1. Radius of the circular coil,$R=10.0\mathrm{cm}=10\times {10}^{-2}\mathrm{m}$
2. Number of turns, N = 30
3. Magnetic field strength, $B_{ext}=2.60\times {10}^{-3}\mathrm{T}$
4. Current though the coil, i = 3.80 A

We know that magnetic flux through the coil is proportional to the current flowing through that coil and the proportionality constant is the inductance of that coil. The inductance of the coil depends on the number of turns of the coil.
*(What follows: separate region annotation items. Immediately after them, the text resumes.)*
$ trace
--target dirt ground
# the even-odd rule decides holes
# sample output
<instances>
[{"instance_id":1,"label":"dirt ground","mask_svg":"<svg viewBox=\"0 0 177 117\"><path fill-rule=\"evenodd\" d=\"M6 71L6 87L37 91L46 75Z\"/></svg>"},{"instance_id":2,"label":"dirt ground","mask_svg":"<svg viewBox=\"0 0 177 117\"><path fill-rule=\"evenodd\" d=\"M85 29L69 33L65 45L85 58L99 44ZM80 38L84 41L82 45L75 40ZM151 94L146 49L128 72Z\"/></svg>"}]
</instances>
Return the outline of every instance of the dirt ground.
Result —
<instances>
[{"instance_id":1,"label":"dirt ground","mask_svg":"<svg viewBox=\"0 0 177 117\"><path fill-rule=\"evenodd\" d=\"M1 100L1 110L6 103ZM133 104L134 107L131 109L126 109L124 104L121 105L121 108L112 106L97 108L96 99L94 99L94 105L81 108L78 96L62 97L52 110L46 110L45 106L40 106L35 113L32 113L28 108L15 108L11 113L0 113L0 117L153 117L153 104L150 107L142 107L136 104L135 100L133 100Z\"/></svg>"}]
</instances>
Flux through a single turn multiplied by a total number of turns gives the total flux through that coil.

Formula:

1. Magnetic flux, ${\varphi }_B=Li$

2. Magnetic flux through the coil having N turns, $\varphi =N{\varphi }_B$

3. Inductance of the coil with N turns,

$L=\frac{N{\varphi }_B}{i}$

Magnetic flux over the surface attached to the closed loop

${\varphi }_B=\oint \overrightarrow{B}.d\overrightarrow{A}=BA=2.60\times {10}^{-3}\times \mathrm{\pi }\times {\left(10\times {10}^{-2}\right)}^2=8.164\times {10}^{-7}\mathrm{Wb}$

Where $A=\mathrm{\pi }{R}^2$is the area of the loop now

Magnetic flux through the coil having N turns

$$\begin{gathered} \mathrm{\varphi }={\mathrm{N\varphi }}_{\mathrm{B}}=30\times 8.164\times {10}^{-7}=2.449\times {10}^{-3}\mathrm{Wb} \\ \mathrm{\varphi }\approx 2.45\times {10}^{-3}\mathrm{Wb} \end{gathered}$$

Inductance of the coil with N turns

$$\begin{gathered} L=\frac{N{\varphi }_B}{i} \\ =\frac{\varphi }{i} \\ L=6.447\times {10}^{-4}\mathrm{H} \\ \approx 6.45\times {10}^{-4}\mathrm{H} \end{gathered}$$

Therefore, the inductance of the coil is $6.45\times {10}^{-4}\mathrm{H}$.